La Iglesia y la Memoria histórica

Releyendo el segundo volumen de Guerra y Revolución en España 1936-1939, del historiador francés George Soria, corresponsal en el Estado español durante la conflagración fratricida, me reencuentro con el pasaje referente a los hechos acaecidos en Pamplona el 15 de agosto de 1936, día de la Asunción. A la par que discurría la procesión de la Virgen del Sagrario, carlistas y falangistas sacaron a sesenta republicanos a las afueras y los asesinaron, entre ellos a varios curas contrarios a la sublevación fascista a quienes los falangistas les negaron la gracia de la confesión cristiana. Sin embargo, tanto estos como los carlistas recibieron una absolución masiva de estas fechorías y se reincorporaron a la procesión como benditos. Podríamos enumerar hechos de esta índole sin cesar, pues la matanza de republicanos, avalada por la jerarquía de la Iglesia católica con una cobertura teológica traída por los pelos, formó parte de la estrategia de guerra de los generales golpistas, mientras que en la zona republicana, por el contrario, las autoridades civiles prohibieron los desmanes, aunque también se cometieran, los anarcosindicalistas sobre todo. George Soria contabiliza unos 300.000 republicanos asesinados en la retaguardia facciosa, por 50.000 de signo contrario en zona republicana. Como se puede constatar, cuando se afirma que en ambos bandos se cometieron crímenes por igual, no se está siendo justo del todo.

Tras el Concilio Vaticano II, la Iglesia católica dejó de denominar cruzada al golpe de Estado fascista que terminó con el régimen democrático de la II República. Los obispos españoles recibieron la orden vaticana de retractarse de su apoyo al franquismo, falta en que, por otro lado, la Iglesia vasca nunca había incurrido, ni siquiera durante la Guerra Civil, siendo por ello el clero vasco objeto de la represión y la persecución del fascismo sublevado, sin que por ese motivo se les haya declarado mártires, una injusticia más. En los años 70 del siglo XX, cuando al dictador Franco le quedaban pocos años de vida, la Iglesia pidió perdón en público por su papel vergonzante en la contienda fratricida y por su apoyo explícito al franquismo. El cardenal Tarancón, presidente de la Conferencia Episcopal española en aquellos años, abrió la Iglesia al mundo obrero y a las vanguardias sociales, con lo que la extrema derecha desarrolló cierto rencor y anticlericalismo que, por otro lado, perdura en nuestros días. Desde sectores ultras se ha acusado con frecuencia a algunos obispos de connivencia con el terrorismo etarra o de cobardía para denunciar determinadas políticas de los gobiernos progresistas.

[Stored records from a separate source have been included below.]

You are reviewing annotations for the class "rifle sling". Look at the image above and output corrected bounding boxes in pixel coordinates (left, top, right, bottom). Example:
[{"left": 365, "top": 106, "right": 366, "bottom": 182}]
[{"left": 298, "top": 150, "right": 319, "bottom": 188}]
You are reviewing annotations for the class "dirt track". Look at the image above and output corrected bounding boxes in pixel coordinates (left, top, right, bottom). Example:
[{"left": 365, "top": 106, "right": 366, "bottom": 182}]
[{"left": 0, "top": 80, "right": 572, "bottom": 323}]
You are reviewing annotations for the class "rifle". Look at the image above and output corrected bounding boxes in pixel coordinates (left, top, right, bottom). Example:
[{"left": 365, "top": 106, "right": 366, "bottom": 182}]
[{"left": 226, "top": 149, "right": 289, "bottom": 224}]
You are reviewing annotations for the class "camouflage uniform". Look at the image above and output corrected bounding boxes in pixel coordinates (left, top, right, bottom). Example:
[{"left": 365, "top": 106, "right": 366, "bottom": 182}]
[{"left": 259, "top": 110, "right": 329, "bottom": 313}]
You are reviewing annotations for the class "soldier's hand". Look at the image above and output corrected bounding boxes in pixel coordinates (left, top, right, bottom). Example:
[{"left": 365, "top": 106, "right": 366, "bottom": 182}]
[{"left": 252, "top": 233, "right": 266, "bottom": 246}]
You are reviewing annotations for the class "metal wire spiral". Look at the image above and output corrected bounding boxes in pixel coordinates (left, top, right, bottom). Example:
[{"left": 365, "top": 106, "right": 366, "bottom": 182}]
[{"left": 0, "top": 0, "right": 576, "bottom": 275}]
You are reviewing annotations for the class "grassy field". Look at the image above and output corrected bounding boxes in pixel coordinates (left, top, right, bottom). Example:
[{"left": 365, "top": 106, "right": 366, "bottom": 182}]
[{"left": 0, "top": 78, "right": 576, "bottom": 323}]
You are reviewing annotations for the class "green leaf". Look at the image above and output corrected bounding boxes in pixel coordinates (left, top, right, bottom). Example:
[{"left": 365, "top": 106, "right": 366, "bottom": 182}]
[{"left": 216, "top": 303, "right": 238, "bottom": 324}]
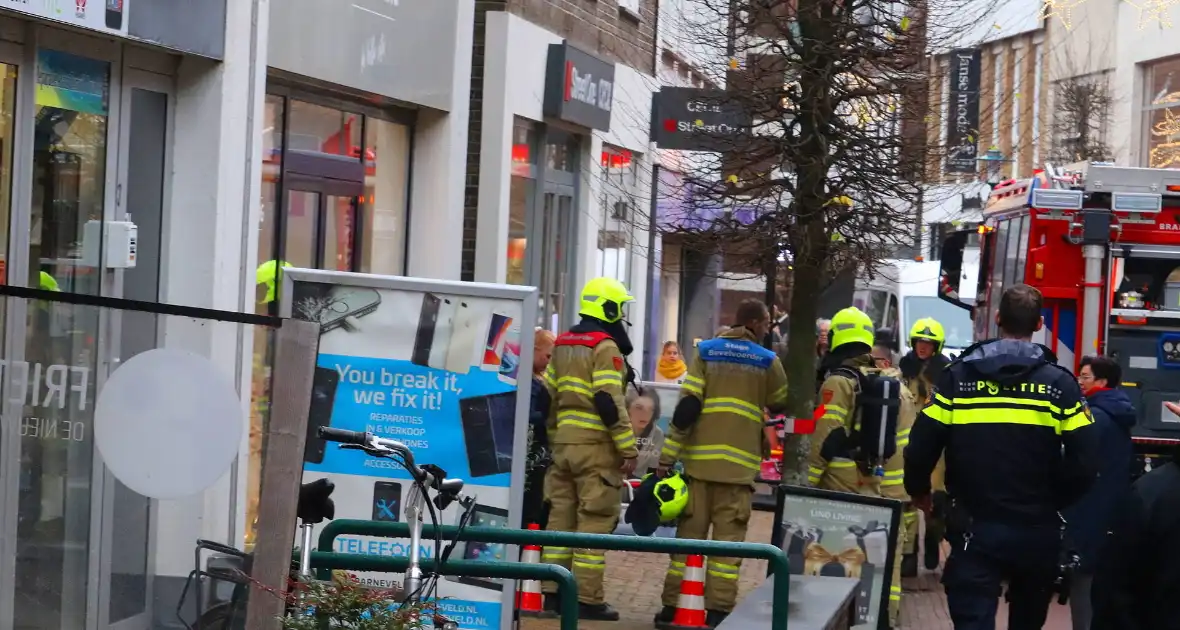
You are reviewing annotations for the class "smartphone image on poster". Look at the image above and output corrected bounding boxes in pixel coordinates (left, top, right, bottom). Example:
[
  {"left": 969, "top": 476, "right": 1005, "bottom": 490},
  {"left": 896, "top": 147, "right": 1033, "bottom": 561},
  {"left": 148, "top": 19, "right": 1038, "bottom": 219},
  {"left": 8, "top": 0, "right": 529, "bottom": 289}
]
[
  {"left": 479, "top": 313, "right": 512, "bottom": 372},
  {"left": 106, "top": 0, "right": 123, "bottom": 31},
  {"left": 303, "top": 367, "right": 340, "bottom": 464},
  {"left": 373, "top": 481, "right": 401, "bottom": 523},
  {"left": 320, "top": 287, "right": 381, "bottom": 335},
  {"left": 409, "top": 293, "right": 443, "bottom": 367},
  {"left": 459, "top": 392, "right": 516, "bottom": 477},
  {"left": 444, "top": 302, "right": 483, "bottom": 374},
  {"left": 499, "top": 324, "right": 520, "bottom": 387},
  {"left": 446, "top": 504, "right": 509, "bottom": 591},
  {"left": 426, "top": 297, "right": 459, "bottom": 369}
]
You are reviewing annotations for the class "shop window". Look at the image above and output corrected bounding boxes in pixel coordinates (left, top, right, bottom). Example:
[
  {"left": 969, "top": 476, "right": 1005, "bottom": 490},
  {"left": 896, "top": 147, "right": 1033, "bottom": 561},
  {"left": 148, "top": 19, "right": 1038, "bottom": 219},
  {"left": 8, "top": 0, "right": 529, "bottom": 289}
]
[
  {"left": 360, "top": 118, "right": 409, "bottom": 275},
  {"left": 597, "top": 145, "right": 640, "bottom": 286},
  {"left": 504, "top": 118, "right": 537, "bottom": 284},
  {"left": 1142, "top": 59, "right": 1180, "bottom": 169},
  {"left": 247, "top": 94, "right": 411, "bottom": 545}
]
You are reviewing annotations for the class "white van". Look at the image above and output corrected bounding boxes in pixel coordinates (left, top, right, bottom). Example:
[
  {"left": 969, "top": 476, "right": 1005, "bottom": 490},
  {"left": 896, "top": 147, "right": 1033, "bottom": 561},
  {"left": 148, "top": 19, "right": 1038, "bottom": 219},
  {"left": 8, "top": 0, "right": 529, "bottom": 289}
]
[{"left": 853, "top": 249, "right": 979, "bottom": 357}]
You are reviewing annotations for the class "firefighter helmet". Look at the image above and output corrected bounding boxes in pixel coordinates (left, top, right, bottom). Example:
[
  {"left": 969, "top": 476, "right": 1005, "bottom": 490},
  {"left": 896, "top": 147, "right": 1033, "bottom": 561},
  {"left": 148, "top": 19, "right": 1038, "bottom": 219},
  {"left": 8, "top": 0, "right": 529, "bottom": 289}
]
[
  {"left": 828, "top": 307, "right": 877, "bottom": 350},
  {"left": 910, "top": 317, "right": 946, "bottom": 353},
  {"left": 578, "top": 277, "right": 635, "bottom": 323}
]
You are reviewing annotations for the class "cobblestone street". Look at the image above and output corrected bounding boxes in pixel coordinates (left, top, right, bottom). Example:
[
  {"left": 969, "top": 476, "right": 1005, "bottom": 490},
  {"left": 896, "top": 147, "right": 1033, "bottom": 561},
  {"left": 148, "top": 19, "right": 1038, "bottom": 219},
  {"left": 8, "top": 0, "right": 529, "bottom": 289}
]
[{"left": 520, "top": 512, "right": 1070, "bottom": 630}]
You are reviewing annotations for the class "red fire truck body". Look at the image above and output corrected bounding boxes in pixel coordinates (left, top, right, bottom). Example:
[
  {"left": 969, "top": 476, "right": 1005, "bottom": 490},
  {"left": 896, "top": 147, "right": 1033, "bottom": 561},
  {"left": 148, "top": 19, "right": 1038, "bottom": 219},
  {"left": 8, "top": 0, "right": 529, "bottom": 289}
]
[{"left": 939, "top": 163, "right": 1180, "bottom": 453}]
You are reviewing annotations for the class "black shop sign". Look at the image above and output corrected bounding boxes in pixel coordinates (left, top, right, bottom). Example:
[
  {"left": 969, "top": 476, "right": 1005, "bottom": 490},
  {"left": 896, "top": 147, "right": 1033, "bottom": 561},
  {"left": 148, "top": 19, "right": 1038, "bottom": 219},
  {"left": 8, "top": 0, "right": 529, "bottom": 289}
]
[
  {"left": 651, "top": 87, "right": 752, "bottom": 151},
  {"left": 542, "top": 42, "right": 615, "bottom": 131}
]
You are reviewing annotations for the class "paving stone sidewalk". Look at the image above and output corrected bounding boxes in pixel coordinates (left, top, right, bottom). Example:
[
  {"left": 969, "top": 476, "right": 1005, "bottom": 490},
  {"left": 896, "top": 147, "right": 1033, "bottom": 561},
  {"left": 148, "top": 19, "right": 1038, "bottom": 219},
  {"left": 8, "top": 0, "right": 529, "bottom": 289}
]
[{"left": 520, "top": 512, "right": 1071, "bottom": 630}]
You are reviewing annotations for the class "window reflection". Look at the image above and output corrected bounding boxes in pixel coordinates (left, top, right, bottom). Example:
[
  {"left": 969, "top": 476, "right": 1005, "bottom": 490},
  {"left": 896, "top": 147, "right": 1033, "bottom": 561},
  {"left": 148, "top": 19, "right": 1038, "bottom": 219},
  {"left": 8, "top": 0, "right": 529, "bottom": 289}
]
[{"left": 14, "top": 50, "right": 110, "bottom": 630}]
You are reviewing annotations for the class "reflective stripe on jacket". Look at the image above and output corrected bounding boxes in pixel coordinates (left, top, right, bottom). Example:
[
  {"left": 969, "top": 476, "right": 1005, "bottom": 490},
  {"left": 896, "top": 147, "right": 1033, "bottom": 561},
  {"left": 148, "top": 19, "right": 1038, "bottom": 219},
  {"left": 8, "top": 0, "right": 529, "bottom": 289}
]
[{"left": 660, "top": 327, "right": 787, "bottom": 484}]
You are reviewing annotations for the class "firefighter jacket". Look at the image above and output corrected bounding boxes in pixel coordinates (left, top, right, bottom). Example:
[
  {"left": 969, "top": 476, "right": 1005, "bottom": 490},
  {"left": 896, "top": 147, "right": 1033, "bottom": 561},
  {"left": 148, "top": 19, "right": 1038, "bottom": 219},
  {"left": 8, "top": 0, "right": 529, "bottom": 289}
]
[
  {"left": 898, "top": 350, "right": 951, "bottom": 492},
  {"left": 905, "top": 339, "right": 1099, "bottom": 526},
  {"left": 545, "top": 322, "right": 640, "bottom": 459},
  {"left": 660, "top": 327, "right": 787, "bottom": 485},
  {"left": 807, "top": 354, "right": 918, "bottom": 501}
]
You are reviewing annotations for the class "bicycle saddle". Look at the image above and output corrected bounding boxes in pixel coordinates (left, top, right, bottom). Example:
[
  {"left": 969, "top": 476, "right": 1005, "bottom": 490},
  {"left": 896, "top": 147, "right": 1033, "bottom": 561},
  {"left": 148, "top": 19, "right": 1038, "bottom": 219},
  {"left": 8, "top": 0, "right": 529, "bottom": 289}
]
[{"left": 295, "top": 479, "right": 336, "bottom": 524}]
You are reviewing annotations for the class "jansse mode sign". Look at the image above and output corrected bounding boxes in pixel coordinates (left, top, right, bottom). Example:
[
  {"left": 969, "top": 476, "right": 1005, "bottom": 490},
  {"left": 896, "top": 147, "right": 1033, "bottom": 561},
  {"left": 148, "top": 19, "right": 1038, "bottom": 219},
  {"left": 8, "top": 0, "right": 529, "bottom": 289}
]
[{"left": 543, "top": 42, "right": 615, "bottom": 131}]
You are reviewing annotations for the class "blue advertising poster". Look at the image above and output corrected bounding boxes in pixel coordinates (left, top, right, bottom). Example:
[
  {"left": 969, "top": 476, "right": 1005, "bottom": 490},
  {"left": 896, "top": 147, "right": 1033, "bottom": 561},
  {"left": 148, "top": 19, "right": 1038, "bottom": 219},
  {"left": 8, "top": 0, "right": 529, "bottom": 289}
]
[{"left": 290, "top": 281, "right": 532, "bottom": 630}]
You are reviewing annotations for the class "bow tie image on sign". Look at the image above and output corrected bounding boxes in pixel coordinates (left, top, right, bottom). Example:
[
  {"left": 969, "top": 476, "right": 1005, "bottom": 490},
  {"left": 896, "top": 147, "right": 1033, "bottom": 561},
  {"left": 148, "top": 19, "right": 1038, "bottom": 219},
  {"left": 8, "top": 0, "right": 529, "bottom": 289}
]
[{"left": 804, "top": 543, "right": 866, "bottom": 578}]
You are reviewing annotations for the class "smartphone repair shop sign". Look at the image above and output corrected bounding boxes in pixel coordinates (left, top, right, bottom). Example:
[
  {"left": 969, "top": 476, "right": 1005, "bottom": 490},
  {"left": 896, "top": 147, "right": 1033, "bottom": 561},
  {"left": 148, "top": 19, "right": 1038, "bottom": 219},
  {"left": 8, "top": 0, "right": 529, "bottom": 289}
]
[
  {"left": 651, "top": 87, "right": 753, "bottom": 151},
  {"left": 543, "top": 42, "right": 615, "bottom": 131}
]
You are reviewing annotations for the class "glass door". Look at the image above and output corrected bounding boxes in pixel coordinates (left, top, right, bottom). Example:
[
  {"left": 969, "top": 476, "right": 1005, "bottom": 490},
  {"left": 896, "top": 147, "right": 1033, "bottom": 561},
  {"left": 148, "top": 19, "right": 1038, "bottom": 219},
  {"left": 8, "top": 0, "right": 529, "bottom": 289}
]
[
  {"left": 537, "top": 184, "right": 577, "bottom": 333},
  {"left": 5, "top": 40, "right": 119, "bottom": 630},
  {"left": 97, "top": 67, "right": 172, "bottom": 630}
]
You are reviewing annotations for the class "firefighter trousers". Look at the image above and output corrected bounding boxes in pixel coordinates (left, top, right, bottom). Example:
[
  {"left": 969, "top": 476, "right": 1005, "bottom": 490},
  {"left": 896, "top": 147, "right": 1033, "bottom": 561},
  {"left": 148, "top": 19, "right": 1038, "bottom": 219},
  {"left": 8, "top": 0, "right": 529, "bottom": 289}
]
[
  {"left": 662, "top": 479, "right": 754, "bottom": 612},
  {"left": 902, "top": 504, "right": 918, "bottom": 556},
  {"left": 540, "top": 442, "right": 623, "bottom": 604}
]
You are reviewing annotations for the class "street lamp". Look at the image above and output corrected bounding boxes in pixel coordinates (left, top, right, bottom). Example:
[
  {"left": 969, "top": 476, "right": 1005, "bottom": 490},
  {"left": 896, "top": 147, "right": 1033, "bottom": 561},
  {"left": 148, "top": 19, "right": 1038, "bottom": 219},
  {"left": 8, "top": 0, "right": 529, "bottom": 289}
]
[{"left": 976, "top": 145, "right": 1015, "bottom": 188}]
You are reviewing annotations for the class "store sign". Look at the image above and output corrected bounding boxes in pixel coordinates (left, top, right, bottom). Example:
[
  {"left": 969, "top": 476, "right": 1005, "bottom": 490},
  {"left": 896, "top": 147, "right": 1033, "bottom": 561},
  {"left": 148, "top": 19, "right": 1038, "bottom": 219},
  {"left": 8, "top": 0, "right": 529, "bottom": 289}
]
[
  {"left": 270, "top": 0, "right": 462, "bottom": 111},
  {"left": 651, "top": 87, "right": 752, "bottom": 151},
  {"left": 945, "top": 48, "right": 979, "bottom": 173},
  {"left": 544, "top": 42, "right": 615, "bottom": 131}
]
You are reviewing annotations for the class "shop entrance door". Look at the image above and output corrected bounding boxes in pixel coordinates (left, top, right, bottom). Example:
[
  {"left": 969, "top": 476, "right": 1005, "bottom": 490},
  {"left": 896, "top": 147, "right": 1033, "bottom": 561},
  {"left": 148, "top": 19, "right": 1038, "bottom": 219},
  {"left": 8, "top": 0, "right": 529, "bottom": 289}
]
[
  {"left": 0, "top": 39, "right": 172, "bottom": 630},
  {"left": 535, "top": 183, "right": 577, "bottom": 333}
]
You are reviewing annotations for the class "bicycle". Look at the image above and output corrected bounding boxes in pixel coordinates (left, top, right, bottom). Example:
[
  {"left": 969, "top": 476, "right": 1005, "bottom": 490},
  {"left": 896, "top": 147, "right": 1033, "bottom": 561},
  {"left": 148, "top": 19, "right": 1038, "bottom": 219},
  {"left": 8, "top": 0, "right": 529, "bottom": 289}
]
[{"left": 176, "top": 427, "right": 476, "bottom": 630}]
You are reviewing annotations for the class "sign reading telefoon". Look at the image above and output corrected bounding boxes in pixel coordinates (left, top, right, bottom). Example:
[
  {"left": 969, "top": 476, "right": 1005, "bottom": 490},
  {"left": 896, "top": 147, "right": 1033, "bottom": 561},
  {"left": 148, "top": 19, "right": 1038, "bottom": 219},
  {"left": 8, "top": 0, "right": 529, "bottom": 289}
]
[{"left": 544, "top": 42, "right": 615, "bottom": 131}]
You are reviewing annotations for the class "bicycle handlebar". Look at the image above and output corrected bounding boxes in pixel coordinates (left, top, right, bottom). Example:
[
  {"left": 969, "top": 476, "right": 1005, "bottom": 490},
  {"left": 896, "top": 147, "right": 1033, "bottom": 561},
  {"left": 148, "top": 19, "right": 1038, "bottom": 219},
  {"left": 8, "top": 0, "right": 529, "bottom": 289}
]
[{"left": 319, "top": 427, "right": 463, "bottom": 496}]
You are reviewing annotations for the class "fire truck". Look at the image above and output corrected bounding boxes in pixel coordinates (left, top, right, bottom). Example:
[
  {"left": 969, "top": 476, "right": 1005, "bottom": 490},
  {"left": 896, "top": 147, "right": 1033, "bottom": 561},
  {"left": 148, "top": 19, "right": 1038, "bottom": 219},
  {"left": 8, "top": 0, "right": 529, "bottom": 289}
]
[{"left": 938, "top": 163, "right": 1180, "bottom": 468}]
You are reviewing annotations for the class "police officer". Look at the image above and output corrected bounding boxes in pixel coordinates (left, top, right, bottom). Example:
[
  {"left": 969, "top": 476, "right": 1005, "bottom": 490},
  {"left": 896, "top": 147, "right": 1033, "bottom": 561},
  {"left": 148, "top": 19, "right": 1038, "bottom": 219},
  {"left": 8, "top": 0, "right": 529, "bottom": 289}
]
[
  {"left": 807, "top": 307, "right": 918, "bottom": 628},
  {"left": 543, "top": 277, "right": 640, "bottom": 621},
  {"left": 905, "top": 284, "right": 1097, "bottom": 630},
  {"left": 655, "top": 300, "right": 787, "bottom": 626},
  {"left": 898, "top": 317, "right": 950, "bottom": 577}
]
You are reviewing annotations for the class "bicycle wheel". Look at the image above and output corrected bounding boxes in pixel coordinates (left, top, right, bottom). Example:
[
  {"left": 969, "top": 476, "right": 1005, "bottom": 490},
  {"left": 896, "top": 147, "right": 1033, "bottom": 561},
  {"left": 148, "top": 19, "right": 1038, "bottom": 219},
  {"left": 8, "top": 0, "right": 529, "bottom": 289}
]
[{"left": 196, "top": 602, "right": 234, "bottom": 630}]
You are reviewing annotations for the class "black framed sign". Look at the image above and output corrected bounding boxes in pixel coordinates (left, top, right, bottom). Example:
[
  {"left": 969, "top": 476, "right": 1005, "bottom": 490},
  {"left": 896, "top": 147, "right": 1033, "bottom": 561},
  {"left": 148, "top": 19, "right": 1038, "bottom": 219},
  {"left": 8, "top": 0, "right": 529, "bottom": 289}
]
[{"left": 771, "top": 485, "right": 902, "bottom": 630}]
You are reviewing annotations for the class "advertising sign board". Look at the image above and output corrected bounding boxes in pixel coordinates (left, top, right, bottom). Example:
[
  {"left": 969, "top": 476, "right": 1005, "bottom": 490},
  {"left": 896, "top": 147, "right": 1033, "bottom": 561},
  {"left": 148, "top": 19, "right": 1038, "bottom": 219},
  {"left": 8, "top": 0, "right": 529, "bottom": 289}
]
[
  {"left": 651, "top": 87, "right": 752, "bottom": 151},
  {"left": 281, "top": 269, "right": 537, "bottom": 630},
  {"left": 945, "top": 48, "right": 981, "bottom": 173},
  {"left": 543, "top": 42, "right": 615, "bottom": 131},
  {"left": 771, "top": 485, "right": 902, "bottom": 630}
]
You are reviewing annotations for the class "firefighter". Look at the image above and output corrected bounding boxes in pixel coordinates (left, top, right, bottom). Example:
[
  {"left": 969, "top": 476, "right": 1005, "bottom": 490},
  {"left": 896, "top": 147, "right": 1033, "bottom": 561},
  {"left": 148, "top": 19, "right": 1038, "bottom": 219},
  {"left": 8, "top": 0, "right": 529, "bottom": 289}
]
[
  {"left": 807, "top": 307, "right": 918, "bottom": 628},
  {"left": 544, "top": 277, "right": 640, "bottom": 621},
  {"left": 905, "top": 284, "right": 1097, "bottom": 630},
  {"left": 655, "top": 300, "right": 787, "bottom": 626},
  {"left": 898, "top": 317, "right": 950, "bottom": 577}
]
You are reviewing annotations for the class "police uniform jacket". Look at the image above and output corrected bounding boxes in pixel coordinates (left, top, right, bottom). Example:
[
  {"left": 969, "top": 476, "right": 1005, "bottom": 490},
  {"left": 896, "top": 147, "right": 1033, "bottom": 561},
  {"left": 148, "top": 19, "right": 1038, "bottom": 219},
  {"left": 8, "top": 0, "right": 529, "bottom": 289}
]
[
  {"left": 660, "top": 327, "right": 787, "bottom": 484},
  {"left": 545, "top": 322, "right": 640, "bottom": 459},
  {"left": 905, "top": 340, "right": 1097, "bottom": 525}
]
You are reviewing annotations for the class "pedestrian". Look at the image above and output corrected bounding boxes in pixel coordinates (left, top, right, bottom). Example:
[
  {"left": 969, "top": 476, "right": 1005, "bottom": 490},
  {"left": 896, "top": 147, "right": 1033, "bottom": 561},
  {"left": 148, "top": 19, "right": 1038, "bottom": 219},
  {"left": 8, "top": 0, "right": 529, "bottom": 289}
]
[
  {"left": 905, "top": 284, "right": 1097, "bottom": 630},
  {"left": 655, "top": 300, "right": 787, "bottom": 628},
  {"left": 655, "top": 341, "right": 688, "bottom": 385},
  {"left": 520, "top": 327, "right": 555, "bottom": 530},
  {"left": 898, "top": 317, "right": 950, "bottom": 577},
  {"left": 1090, "top": 412, "right": 1180, "bottom": 630},
  {"left": 807, "top": 307, "right": 917, "bottom": 628},
  {"left": 1063, "top": 356, "right": 1135, "bottom": 630},
  {"left": 627, "top": 387, "right": 664, "bottom": 477},
  {"left": 542, "top": 277, "right": 640, "bottom": 622}
]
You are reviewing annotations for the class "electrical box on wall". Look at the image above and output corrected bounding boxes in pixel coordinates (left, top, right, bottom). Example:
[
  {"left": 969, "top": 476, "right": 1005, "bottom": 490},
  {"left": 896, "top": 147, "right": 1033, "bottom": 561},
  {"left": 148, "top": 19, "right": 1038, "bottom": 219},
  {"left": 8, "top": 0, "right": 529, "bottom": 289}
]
[{"left": 81, "top": 221, "right": 139, "bottom": 269}]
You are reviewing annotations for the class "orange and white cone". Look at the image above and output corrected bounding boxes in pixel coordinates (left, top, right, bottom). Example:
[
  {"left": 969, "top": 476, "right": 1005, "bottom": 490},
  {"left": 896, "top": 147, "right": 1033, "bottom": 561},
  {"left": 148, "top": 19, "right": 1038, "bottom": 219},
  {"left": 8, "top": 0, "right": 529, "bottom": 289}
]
[
  {"left": 517, "top": 523, "right": 545, "bottom": 617},
  {"left": 668, "top": 556, "right": 709, "bottom": 630}
]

Sin embargo, observamos que aquella petición de perdón no se ha reiterado tantas veces como hubiera sido necesario y deseable, y se ha quedado como un simple gesto contextual o coyuntural de aquella época en que el marxismo proliferaba y la revolución contracultural dejaba obsoletas algunas posturas reaccionarias. De hecho, muy poca gente lo sabe y se sigue identificando franquismo con catolicismo, algo que perjudica sobre todo a la propia Iglesia, pero también a aquellas personas que creen en algo más, en la existencia del alma, por ejemplo, y necesitan dotar a sus vidas de cierta espiritualidad, y que no por ello han de ser necesariamente de derechas. La Iglesia española está obligada a desmarcarse pública y continuadamente de aquellos sectores eclesiásticos que promovieron la Guerra Civil y sostuvieron una dictadura genocida, opresora de las libertades y que conculcó sistemáticamente los derechos humanos de los ciudadanos del Estado español. Y esa petición de perdón debe ser sincera y reiterada, sin retornar al camino de la intolerancia como si nada hubiese pasado, como si ya hubiese saldado sus deudas con esta sociedad. De todos modos, sabido es que la Iglesia tiene a su principal enemigo dentro.